在代码中,我们可以看到一个double check,检查read没有,上锁,再检查read中有没有,是因为有可能在第一次检查之后,上锁之前的间隙,dirty提升为read了,这时如果不double check,可能会导致一个存在的key却返回给调用方说不存在。 在下面的其他操作中,我们经常会看到这个double check。
Store 写入
// Store sets the value for a key.
func (m *Map) Store(key, value interface{}) {
read, _ := m.read.Load().(readOnly)
if e, ok := read.m[key]; ok && e.tryStore(&value) {
return
}
m.mu.Lock()
read, _ = m.read.Load().(readOnly)
if e, ok := read.m[key]; ok {
if e.unexpungeLocked() {
// The entry was previously expunged, which implies that there is a
// non-nil dirty map and this entry is not in it.
m.dirty[key] = e
}
e.storeLocked(&value)
} else if e, ok := m.dirty[key]; ok {
e.storeLocked(&value)
} else {
if !read.amended {
// We're adding the first new key to the dirty map.

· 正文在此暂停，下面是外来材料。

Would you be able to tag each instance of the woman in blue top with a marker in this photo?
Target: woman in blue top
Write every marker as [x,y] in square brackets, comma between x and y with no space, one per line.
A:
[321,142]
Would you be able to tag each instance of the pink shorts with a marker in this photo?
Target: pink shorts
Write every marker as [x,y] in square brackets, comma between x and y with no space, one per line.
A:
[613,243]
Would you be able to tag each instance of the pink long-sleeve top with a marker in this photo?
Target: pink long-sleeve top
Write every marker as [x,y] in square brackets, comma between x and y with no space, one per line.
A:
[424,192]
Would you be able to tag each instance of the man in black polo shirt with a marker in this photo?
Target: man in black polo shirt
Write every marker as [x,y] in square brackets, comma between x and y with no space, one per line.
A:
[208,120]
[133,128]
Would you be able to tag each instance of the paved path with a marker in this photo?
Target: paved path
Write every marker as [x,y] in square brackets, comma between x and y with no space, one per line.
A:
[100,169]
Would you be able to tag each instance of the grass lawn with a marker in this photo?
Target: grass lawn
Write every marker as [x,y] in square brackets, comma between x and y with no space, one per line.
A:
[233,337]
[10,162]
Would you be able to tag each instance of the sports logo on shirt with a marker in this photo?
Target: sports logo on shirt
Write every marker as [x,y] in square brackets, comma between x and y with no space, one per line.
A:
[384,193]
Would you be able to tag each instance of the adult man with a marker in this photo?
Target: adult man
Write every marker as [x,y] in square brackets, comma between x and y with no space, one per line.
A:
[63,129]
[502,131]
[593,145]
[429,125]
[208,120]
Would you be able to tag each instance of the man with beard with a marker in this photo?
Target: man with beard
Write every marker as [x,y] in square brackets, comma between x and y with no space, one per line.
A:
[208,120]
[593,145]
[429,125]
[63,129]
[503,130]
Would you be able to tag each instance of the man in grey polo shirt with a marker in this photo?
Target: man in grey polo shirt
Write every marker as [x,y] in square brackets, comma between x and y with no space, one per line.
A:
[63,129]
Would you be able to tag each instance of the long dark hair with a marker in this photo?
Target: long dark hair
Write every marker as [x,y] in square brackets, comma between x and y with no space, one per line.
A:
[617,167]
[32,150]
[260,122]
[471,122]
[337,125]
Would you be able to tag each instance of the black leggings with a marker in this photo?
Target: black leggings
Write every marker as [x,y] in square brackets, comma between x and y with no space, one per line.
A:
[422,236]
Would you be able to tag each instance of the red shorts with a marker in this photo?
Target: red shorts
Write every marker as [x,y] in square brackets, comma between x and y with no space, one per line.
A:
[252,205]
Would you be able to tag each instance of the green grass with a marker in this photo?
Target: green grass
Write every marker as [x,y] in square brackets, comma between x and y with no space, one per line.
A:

// Make sure it is allocated and mark the read-only map as incomplete.
m.dirtyLocked()
m.read.Store(readOnly{m: read.m, amended: true})
}
m.dirty[key] = newEntry(value)
}
m.mu.Unlock()
}
// tryStore stores a value if the entry has not been expunged.
//
// If the entry is expunged, tryStore returns false and leaves the entry
// unchanged.
func (e *entry) tryStore(i *interface{}) bool {
p := atomic.LoadPointer(&e.p)
if p == expunged {
return false
}
for {
if atomic.CompareAndSwapPointer(&e.p, p, unsafe.Pointer(i)) {
return true
}
p = atomic.LoadPointer(&e.p)
if p == expunged {
return false
}
}
}
func (m *Map) dirtyLocked() {
if m.dirty != nil {
return
}
read, _ := m.read.Load().(readOnly)
m.dirty = make(map[interface{}]*entry, len(read.m))
for k, e := range read.m {
if !e.tryExpungeLocked() {
m.dirty[k] = e
}
}
}
func (e *entry) tryExpungeLocked() (isExpunged bool) {
p := atomic.LoadPointer(&e.p)
for p == nil {
if atomic.CompareAndSwapPointer(&e.p, nil, expunged) {
return true
}
p = atomic.LoadPointer(&e.p)
}
return p == expunged
}
// unexpungeLocked ensures that the entry is not marked as expunged.
//
// If the entry was previously expunged, it must be added to the dirty map
// before m.mu is unlocked.
func (e *entry) unexpungeLocked() (wasExpunged bool) {
return atomic.CompareAndSwapPointer(&e.p, expunged, nil)
}
写入的时候,先看read中能否查到key,在read中存在的话,直接通过read中的entry来更新值;在read中不存在,那么就上锁,然后double check。这里需要留意,分几种情况:
- double check发现read中存在,如果是expunged,那么就先尝试把expunged替换成nil,最后如果entry.p==expunged就复制到dirty中,再写入值;否则不用替换直接写入值。
- dirty中存在,直接更新
- dirty中不存在,如果此时dirty为空,那么需要将read复制到dirty中,最后再把新值写入到dirty中。复制的时候调用的是dirtyLocked(),在复制到dirty的时候,read中为nil的元素,会更新为expunged,并且不复制到dirty中。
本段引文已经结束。